Counsel reported receiving building notices from Mater Academy and Somerset Academy for co‑location at Pelican Island Classical Magnet; the district is drafting responses, raising safety/security questions about submitted floor plans and warning of operational and fiscal risks if operators occupy surplus buildings at 'no cost.'

Indian River County School Board legal counsel told the board the district has received building notices from two proposed Schools of Hope operators and is working on formal responses.

Counsel said Mater Academy submitted a building notice at midnight and Somerset Academy filed a separate notice early the next morning for co‑location at Pelican Island Classical Magnet. Counsel noted the operators' underlying capacity reports did not reflect the school’s recent conversion to Pelican Island Classical Magnet, and she flagged safety and security issues tied to the floor plans the operators were required to provide under statute. Counsel said draft acknowledgment letters and confidentiality agreements were being prepared.

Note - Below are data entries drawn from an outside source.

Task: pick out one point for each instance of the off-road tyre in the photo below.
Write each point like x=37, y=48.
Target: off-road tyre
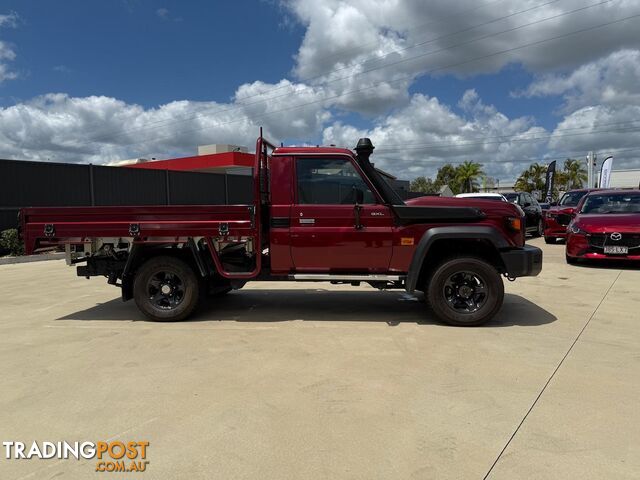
x=468, y=273
x=183, y=289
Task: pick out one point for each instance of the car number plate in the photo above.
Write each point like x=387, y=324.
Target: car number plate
x=616, y=250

Counsel and the superintendent also warned of broader operational risks in the law as written. "As written, it would appear that if we have a surplus school, we'd have to go in and support it with all of the operational functions, and then they move in at no cost to them," counsel said, arguing that would strain district resources and defeat the purpose of planned consolidations.

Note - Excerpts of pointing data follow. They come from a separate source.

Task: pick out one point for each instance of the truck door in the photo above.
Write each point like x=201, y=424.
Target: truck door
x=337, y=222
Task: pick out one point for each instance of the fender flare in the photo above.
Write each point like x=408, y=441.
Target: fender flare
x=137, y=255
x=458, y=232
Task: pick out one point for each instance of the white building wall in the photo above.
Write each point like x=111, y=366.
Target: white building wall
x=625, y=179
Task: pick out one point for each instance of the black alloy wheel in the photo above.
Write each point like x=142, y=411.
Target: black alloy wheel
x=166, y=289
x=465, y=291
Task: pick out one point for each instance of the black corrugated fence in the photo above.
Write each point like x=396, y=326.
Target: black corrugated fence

Board members urged collective advocacy with statewide groups (FSBA, FADs) and local legislators. Miss Rosario cited proposed corrective legislation (Senate Bill by Sen. Rouson) that would restore limits on co‑location and opportunity‑zone expansions; counsel said proposed redlines could resolve some problems but that significant constitutional and statutory questions remain.

Counsel set a 20‑day calendar for responses (to Dec. 1) and said the district is coordinating with other school boards and attorneys statewide; she added many districts have seen a wave of notices and that Somerset and other chains contributed a large share of filings.

Next steps: Staff will craft legally required responses, evaluate material impracticability standards under the statute and monitor related legislation. The board encouraged coordinated advocacy and public outreach on the issue.